Тогда, безусловно, отец был самым главным в семье. И не начинали кушать, пока папа не начал есть. То есть, могли по лбу дети получить, да, за то, что вот как бы не соблюдали субординацию. Папа в семье все решал. Папа по труду мужскому, мама — женский кут, женский вот — кухня там, ткать, прясть — вот все, чем занималась женщина.
Было четкое распределение обязанностей, и никогда мужик не лез в бабий мир, баба не лезла в мир мужика — то есть, такого там... Было четко вот это распределение, и это даже не обговаривалось, не обсуждалось. Ну и, мне кажется, даже не было ни у кого мысли вот — пойти наточить косу женщине, например, или мужику спрясть нитку — ну какие-то вот такие моменты...
К. Мацан:
— Валерия Петрушина, руководитель детского фольклорного ансамбля «Веретенце», сегодня с нами в программе «Светлый вечер». Ну вот когда мы говорим, и так вот умиленно говорим, о традиционной культуре — мы, конечно, сейчас не призываем снова бить детей ложками по голове там...
В. Петрушина:
— Безусловно...
К. Мацан:
— Или как-то искусственно, как сейчас принято говорить, «косплеить», да — нарядиться в кафтаны и сесть дома...
В. Петрушина:
— Не-не-не...
К. Мацан:
— Но мы скорее говорим, как мне представляется, о том, что была какая-то нормальность — ну, нормально, когда большая семья, муж в семье главный, в том смысле что он самый ответственный, он за все несет ответственность. Ведь быть главным — это не про власть и не про право давать ложкой, а про то, что в итоге на тебя замыкается последняя и главная забота о семье. И все, что в семье происходит — это не может не быть зоной твоей ответственности...
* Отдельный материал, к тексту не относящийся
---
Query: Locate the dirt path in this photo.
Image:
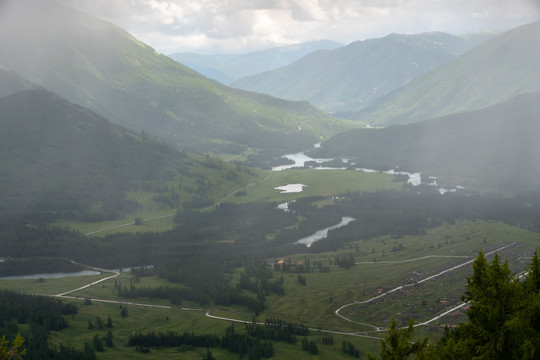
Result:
[84,172,273,235]
[334,242,517,331]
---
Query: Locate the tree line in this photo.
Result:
[368,248,540,360]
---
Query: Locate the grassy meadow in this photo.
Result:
[55,169,403,236]
[0,220,538,359]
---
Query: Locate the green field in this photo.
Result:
[0,220,538,359]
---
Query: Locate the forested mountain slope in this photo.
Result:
[350,22,540,126]
[233,32,493,112]
[313,92,540,192]
[0,90,255,221]
[0,0,343,151]
[169,40,343,85]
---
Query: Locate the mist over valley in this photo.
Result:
[0,0,540,359]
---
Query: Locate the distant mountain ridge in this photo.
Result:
[0,0,344,153]
[0,90,258,221]
[168,40,343,85]
[0,69,35,97]
[312,92,540,193]
[232,32,492,112]
[347,21,540,126]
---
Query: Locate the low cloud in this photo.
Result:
[59,0,540,53]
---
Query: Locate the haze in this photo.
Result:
[60,0,539,54]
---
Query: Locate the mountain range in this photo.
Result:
[169,40,343,85]
[0,89,258,221]
[232,32,495,112]
[347,21,540,126]
[0,0,344,152]
[312,92,540,193]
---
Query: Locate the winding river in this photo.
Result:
[295,216,356,247]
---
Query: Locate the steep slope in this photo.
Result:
[314,92,540,193]
[0,0,346,155]
[0,68,35,97]
[233,33,489,112]
[0,90,258,220]
[351,22,540,126]
[169,40,343,85]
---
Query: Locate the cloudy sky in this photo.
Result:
[59,0,540,54]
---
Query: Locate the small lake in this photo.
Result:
[274,184,307,194]
[272,144,464,194]
[295,216,356,247]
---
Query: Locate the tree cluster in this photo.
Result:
[369,250,540,360]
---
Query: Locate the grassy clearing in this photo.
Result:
[0,221,538,359]
[55,169,403,237]
[0,273,111,295]
[228,169,403,203]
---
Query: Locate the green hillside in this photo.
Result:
[233,32,491,112]
[351,22,540,126]
[169,40,343,85]
[0,67,35,97]
[0,0,343,152]
[0,90,256,221]
[313,92,540,193]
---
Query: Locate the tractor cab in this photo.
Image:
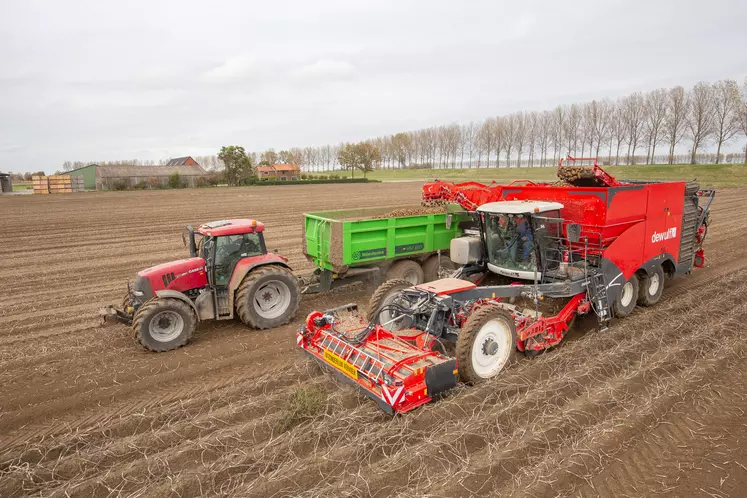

То есть, мы говорим о том, что семья должна быть какой-то внутренне организованной, какая-то крепость — в хорошем смысле слова. Ну вот на этом фоне мне интересно Вас спросить про современную жизнь ансамбля «Веретенце», про тех детей, которые к вам приходят. Вот Вы сами помните своих сверстников, ровесников, когда Вы были ребенком в этом ансамбле — это другое поколение...
Сейчас дети пришли, они другие. Какие поколенческие перемены Вы видите? Что заставляет сегодня детей обращаться вот к этой традиции и именно ходить заниматься фольклорной музыкой? Насколько Вам, не знаю, просто или непросто до них донести те смыслы, в том числе духовные, которые Вас волнуют внутри этого творчества?
В. Петрушина:
— К нам приходят детки самых разных возрастов. Но в основном они занимаются с самого детства. Что, конечно, облегчает нам труды — и родителям, и самим детям. То есть, когда ребенку уже там 12, 13, 14 лет, мне звонят, и мама говорит, хочет привести, например, ребенка — мне уже нужно с ним лично поговорить, с ребенком: понимает ли он, чем мы будем заниматься, потому что...
Здорово — мы уже упоминали эту тему — заниматься внешней какой-то историей, то есть традицией... Занятия традиционной культурой — это не про самолюбование, как может показаться. К сожалению, да, мы живем в такое время — а может, к счастью — и у нас система, в которой мы должны популяризировать традиционную культуру, мы должны выступать... И мы выступаем действительно на самых разных площадках — начиная от Красной площади, Зарядья, Зала церковных соборов...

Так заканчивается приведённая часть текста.